今年4月、年間来場者数3千万人を誇る東京ディズニーリゾートが開園35周年を迎えた。リピーター率は驚異の9割超え。まさに時代を超えて人々に愛されるテーマパークだ。人々がディズニーに惹かれる理由、受け継がれるウォルト・ディズニーの想いとは。
東京ディズニーリゾートのモデルとなった、米カリフォルニア州に位置するディズニーランドが誕生したのは、1955年のこと。第二次世界大戦終結から10年、ようやく世界が平和に向けて一歩を踏み出し始めた時期だった。

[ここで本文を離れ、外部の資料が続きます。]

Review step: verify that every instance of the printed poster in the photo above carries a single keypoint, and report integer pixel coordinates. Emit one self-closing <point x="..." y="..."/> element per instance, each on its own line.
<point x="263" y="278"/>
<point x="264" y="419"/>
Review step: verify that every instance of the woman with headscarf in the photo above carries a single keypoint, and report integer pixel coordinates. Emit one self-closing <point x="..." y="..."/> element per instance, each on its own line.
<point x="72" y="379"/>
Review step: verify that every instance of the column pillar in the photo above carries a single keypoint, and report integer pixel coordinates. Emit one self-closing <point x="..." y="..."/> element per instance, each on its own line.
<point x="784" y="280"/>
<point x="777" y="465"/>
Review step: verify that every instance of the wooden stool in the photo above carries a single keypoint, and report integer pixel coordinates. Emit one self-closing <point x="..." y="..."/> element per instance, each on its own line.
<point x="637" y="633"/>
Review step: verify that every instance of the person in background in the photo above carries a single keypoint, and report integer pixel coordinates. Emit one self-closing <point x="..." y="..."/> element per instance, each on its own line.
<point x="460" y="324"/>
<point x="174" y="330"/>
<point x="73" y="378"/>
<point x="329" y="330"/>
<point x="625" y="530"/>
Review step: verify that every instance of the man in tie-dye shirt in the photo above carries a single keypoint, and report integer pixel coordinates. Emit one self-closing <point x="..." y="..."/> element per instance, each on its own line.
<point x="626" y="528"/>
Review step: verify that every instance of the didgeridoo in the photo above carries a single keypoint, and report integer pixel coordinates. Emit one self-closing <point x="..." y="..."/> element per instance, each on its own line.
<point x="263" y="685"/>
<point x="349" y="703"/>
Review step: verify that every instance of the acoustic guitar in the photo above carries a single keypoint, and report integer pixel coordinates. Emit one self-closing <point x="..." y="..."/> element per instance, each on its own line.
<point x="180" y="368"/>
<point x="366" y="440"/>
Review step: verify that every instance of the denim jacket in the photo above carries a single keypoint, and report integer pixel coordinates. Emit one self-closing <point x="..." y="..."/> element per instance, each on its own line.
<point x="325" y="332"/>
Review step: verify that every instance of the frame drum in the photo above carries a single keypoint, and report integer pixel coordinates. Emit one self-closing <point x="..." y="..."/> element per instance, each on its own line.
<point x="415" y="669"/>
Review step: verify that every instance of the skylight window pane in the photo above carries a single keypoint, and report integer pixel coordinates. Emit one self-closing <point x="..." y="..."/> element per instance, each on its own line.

ウォルトは幼い娘を連れ、遊園地にたびたび訪れていた。しかし、そこで彼が感じたのは楽しさではなく、子供が遊ぶのをただ眺めるだけの憂鬱であった。大人も子供も楽しめる遊園地がないことに疑問を覚えたウォルトは、15年もの構想を経てディズニーランドを誕生させた。待ち時間にも世界観を楽しめるような工夫、徹底されたおもてなしと清潔感、作り込まれたショー。ワクワクや感動などの感情の共有は喜びになる。ウォルトの願いはほかならぬ、家族の笑顔だった。
インターネットやスマートフォンが普及した現代では、家庭内でも会話が減り、個人化が進んでいる。人と人とのつながりの希薄化はやがて孤独を生む。隣人と同じ時間を共有し、夢を膨らませるという、失われつつある空間がここにはある。ウォルトは、「大人も子供も皆が楽しめる遊園地」を実現させた。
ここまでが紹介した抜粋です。